Der geltend gemachte Hilfsantrag I. 1. erweist sich, selbst wenn man insoweit von gegebener Dringlichkeit im Sinne von §§ 935 ZPO, 12 Abs. 2 UWG ausgehen sollte, aus den folgenden Gründen als unbegründet:
1. Die Aussage ist nicht deshalb irreführend, weil … nicht die erste natürliche Kopfschmerztablette mit einem Wirkkomplex aus fünf natürlichen Arzneistoffen wäre:
Es mag zwar zutreffend sein, dass die Wirkstoffe, die das Produkt enthält, auch in anderen Produkten enthalten sind, die Antragstellerseite hat aber nicht glaubhaft gemacht im Sinne von § 294 ZPO, dass gerade der Wirkkomplex aus den fünf enthaltenen Arzneistoffen auch in anderen Arzneimitteln, die früher auf den Markt gebracht wurden, enthalten ist. Aus der insoweit vorgelegten Anlage A 11 ergibt sich gerade nicht, dass es auch andere Mittel gäbe, die gerade (und nur) diese fünf Wirkstoffe enthalten.
2. Die Aussage ist auch nicht deshalb irreführend, weil dass verwendete Wort „erste“ irreführend wäre:
Eine Neuigkeitswerbung ist nicht streitgegenständlich. Nach Auffassung der Kammer umschreibt der Begriff „erste“ die Stellung in einer Reihenfolge, aber nicht einen bestimmten Zeitpunkt oder einen Zeitraum. Der Sachvortrag der Antragsgegnerin, dass es sich bei … tatsächlich um das erste homöopathische Arzneimittel mit der Indikation Kopfschmerzen handelt, welches die fünf Wirkstoffe „Gelsemium Sempervirens“, „Cimicifuga Racemosa“, „Spigelia Anthilmia“, „Iris Versicolor“ und „Cyclamen Purpurascens“ enthält, ist Seitens des Antragsstellers nicht widerlegt worden. Wenn es sich aber – unwiderlegt – um dass tatsächlich erste homöopathische Arzneimittel mit der Indikation Kopfschmerz mit diesen fünf Inhaltsstoffen handelt, ist die Aussage „erste“ aber gerade nicht irreführend.

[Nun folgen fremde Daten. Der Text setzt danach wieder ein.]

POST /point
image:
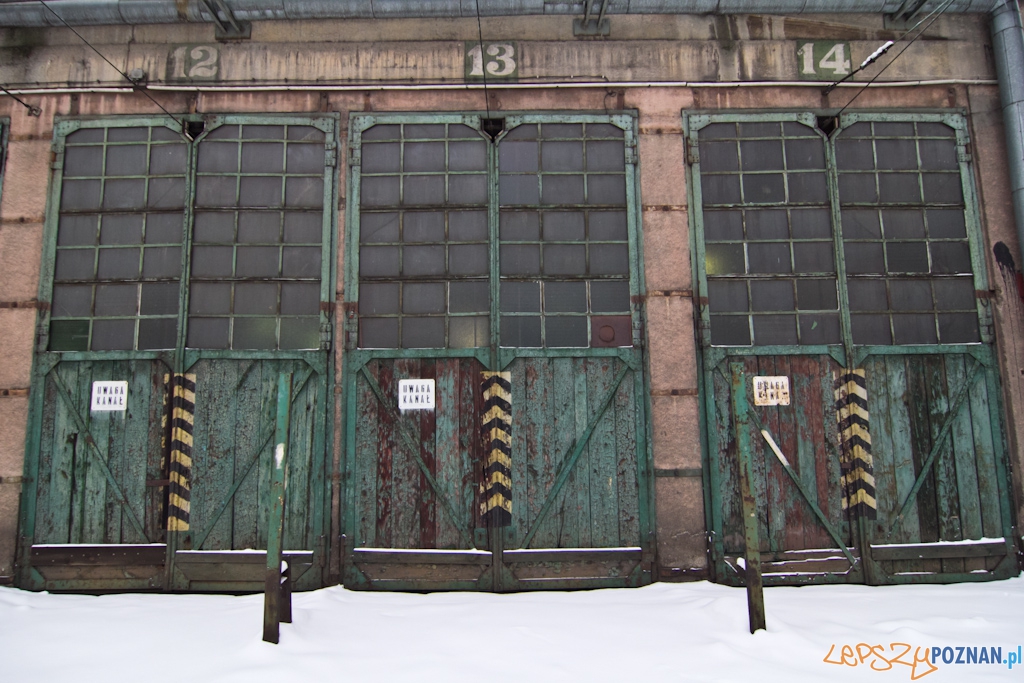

3. Soweit das Mittel als „natürlich beworben wird“ liegt ebenfalls eine Irreführung der angesprochenen Verkehrskreise nicht vor:
Den angesprochenen Verkehrskreisen, dem durchschnittlich informierten, situationsbedingt aufmerksamen und verständigen Verbraucher ist durchaus bekannt, dass Arzneimittel in der Regel einen technischen Fertigungsprozess durchlaufen. Dies bedeutet aber nicht, dass deshalb die angesprochenen Verkehrskreise gerade annehmen würden, dass es sich dabei deshalb nicht mehr um ein „natürliches“ Mittel handeln kann. Bei einem Arzneimittel verstehen die angesprochenen Verkehrskreise die Aussage „natürlich“ dahingehend, dass die Inhaltsstoffe dieses Mittels pflanzlichen Ursprunges sind und nicht chemisch bzw. synthetisch. Dass die enthaltenen Inhaltsstoffe einem technischen Fertigungsprozess unterliegen, bevor das Produkt fertig auf den Markt gebracht werden kann, ist für die angesprochenen Verkehrskreise selbstverständlich. Wegen dieser Tatsache gehen entgegen der Auffassung der Antragsstellerseite die angesprochenen Verkehrskreise aber nicht davon aus, dass dieses Mittel deshalb nicht mehr „natürlich“ sei.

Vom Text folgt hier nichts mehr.